Le système d’immatriculation des véhicules (SIV) fait l’objet d’un renforcement des contrôles après plusieurs mois d’alertes sur les fraudes aux cartes grises. À partir du 1er octobre 2026, les professionnels de l’automobile devront notamment avoir réalisé au moins 200 opérations d’immatriculation par an et justifier de trois années d’existence pour conserver leur habilitation. Cette réforme intervient après un rapport de la Cour des comptes publié en mars, qui a mis en évidence les failles d’un dispositif largement ouvert aux opérateurs privés. Le ministère de l’Intérieur indique de son côté avoir engagé dès 2025 un plan de 31 mesures contre la fraude.
Les fraudes peuvent prendre plusieurs formes : usurpation des identifiants d’un garage, hameçonnage, prise de contrôle à distance ou utilisation frauduleuse de clés numériques. Une fois les accès détournés, des centaines de demandes peuvent être enregistrées à l’insu du professionnel concerné. La Fédération Nationale de l’Automobile (FNA) a recensé plus de 6 millions d’euros de préjudices parmi les dossiers portés à sa connaissance et indique que 27,7 % des professionnels interrogés dans son enquête nationale déclaraient avoir subi une usurpation. Le phénomène dépasse les seuls dommages financiers, puisque les garages victimes peuvent également recevoir des avis de régularisation ou des demandes liées à des taxes et contraventions générées par les opérations frauduleuses.
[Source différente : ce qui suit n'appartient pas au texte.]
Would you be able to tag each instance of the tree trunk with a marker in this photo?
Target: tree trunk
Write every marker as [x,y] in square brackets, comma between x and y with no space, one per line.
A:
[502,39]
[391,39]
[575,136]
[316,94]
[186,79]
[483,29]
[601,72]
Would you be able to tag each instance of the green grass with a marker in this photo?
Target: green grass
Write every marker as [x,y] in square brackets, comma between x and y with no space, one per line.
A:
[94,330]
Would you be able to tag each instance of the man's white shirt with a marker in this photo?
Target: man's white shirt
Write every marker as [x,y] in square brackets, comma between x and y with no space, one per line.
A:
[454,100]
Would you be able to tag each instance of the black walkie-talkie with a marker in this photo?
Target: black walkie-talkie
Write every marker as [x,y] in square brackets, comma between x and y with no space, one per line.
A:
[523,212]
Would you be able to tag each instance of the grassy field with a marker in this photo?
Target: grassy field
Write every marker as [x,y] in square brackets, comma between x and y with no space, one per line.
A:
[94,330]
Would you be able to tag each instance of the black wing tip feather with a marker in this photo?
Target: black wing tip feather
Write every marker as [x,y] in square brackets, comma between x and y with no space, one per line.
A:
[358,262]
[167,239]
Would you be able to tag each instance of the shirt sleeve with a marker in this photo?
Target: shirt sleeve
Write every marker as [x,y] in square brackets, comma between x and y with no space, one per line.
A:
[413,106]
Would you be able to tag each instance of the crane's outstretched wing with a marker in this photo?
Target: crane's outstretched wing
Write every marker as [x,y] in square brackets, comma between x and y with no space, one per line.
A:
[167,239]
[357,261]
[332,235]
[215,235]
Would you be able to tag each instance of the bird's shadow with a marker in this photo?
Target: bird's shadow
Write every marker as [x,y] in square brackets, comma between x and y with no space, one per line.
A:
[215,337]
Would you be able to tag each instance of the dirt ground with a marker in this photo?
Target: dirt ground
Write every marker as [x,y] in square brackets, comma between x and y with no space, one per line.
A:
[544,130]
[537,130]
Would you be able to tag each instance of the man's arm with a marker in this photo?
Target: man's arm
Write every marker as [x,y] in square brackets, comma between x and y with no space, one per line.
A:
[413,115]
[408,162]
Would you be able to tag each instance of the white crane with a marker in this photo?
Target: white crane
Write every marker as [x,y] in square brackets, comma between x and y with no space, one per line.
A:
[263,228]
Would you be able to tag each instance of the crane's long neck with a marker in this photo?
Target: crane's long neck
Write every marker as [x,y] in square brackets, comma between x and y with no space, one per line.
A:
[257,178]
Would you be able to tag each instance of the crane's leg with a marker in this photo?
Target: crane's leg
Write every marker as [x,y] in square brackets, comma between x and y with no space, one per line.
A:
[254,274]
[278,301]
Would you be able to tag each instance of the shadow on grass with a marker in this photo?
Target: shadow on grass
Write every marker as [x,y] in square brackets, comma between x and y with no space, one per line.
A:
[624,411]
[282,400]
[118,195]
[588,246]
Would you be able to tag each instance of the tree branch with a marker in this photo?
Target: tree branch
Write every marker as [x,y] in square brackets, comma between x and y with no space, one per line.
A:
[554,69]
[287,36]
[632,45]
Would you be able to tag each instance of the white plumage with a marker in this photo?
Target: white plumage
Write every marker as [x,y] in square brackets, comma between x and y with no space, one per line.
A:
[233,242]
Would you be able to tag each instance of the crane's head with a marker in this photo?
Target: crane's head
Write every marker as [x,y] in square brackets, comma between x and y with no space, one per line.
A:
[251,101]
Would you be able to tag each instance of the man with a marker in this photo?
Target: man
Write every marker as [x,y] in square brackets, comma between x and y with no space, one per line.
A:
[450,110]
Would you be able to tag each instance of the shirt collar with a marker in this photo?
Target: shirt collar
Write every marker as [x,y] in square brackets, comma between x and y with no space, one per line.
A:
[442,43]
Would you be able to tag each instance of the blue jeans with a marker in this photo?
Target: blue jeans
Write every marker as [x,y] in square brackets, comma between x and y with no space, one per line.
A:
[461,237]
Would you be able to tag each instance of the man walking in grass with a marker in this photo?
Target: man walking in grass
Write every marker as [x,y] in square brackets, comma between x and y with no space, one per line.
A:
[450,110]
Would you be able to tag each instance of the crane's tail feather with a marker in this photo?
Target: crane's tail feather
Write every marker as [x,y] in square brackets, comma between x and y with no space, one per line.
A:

Les garages ultramarins directement touchés
En Guadeloupe, au moins quatre entreprises ont été confrontées à une importante usurpation de leurs habilitations SIV. Le préjudice cumulé communiqué par la FNA atteint près d’un million d’euros pour ces sociétés, tandis que la fédération évaluait à plus de six millions d’euros les pertes recensées à l’échelle nationale dans ses dossiers. En Guyane, des professionnels ont également signalé des pertes dépassant 100 000 euros. Ces montants correspondent aux situations recensées par la profession et ne constituent pas une estimation exhaustive de l’ensemble de la fraude.
Le problème est aussi devenu une question de responsabilité pour les entreprises dont les comptes ont été détournés. Des garagistes peuvent découvrir les opérations frauduleuses après la suspension de leur accès au SIV ou à la suite de prélèvements suspects. Ils doivent alors déposer plainte, signaler les opérations aux administrations et contester les sommes réclamées. Le Sénat a relevé en juillet que ces prélèvements fiscaux pouvaient rester opposables aux exploitants malgré leur statut de victimes, avec un risque de graves difficultés économiques.
La nouvelle réglementation vise à réduire le nombre d’acteurs disposant d’un accès direct au SIV et à renforcer les conditions d’habilitation. La FNA estime toutefois que le seuil de 200 opérations annuelles pourrait exclure des milliers de garages indépendants, notamment dans les zones rurales et les territoires ultramarins, et demande qu’il soit ramené à 100 opérations. En parallèle, des tentatives d’hameçonnage visant directement les professionnels habilités ont encore été signalées en septembre 2026, preuve que la sécurisation des accès reste un enjeu central.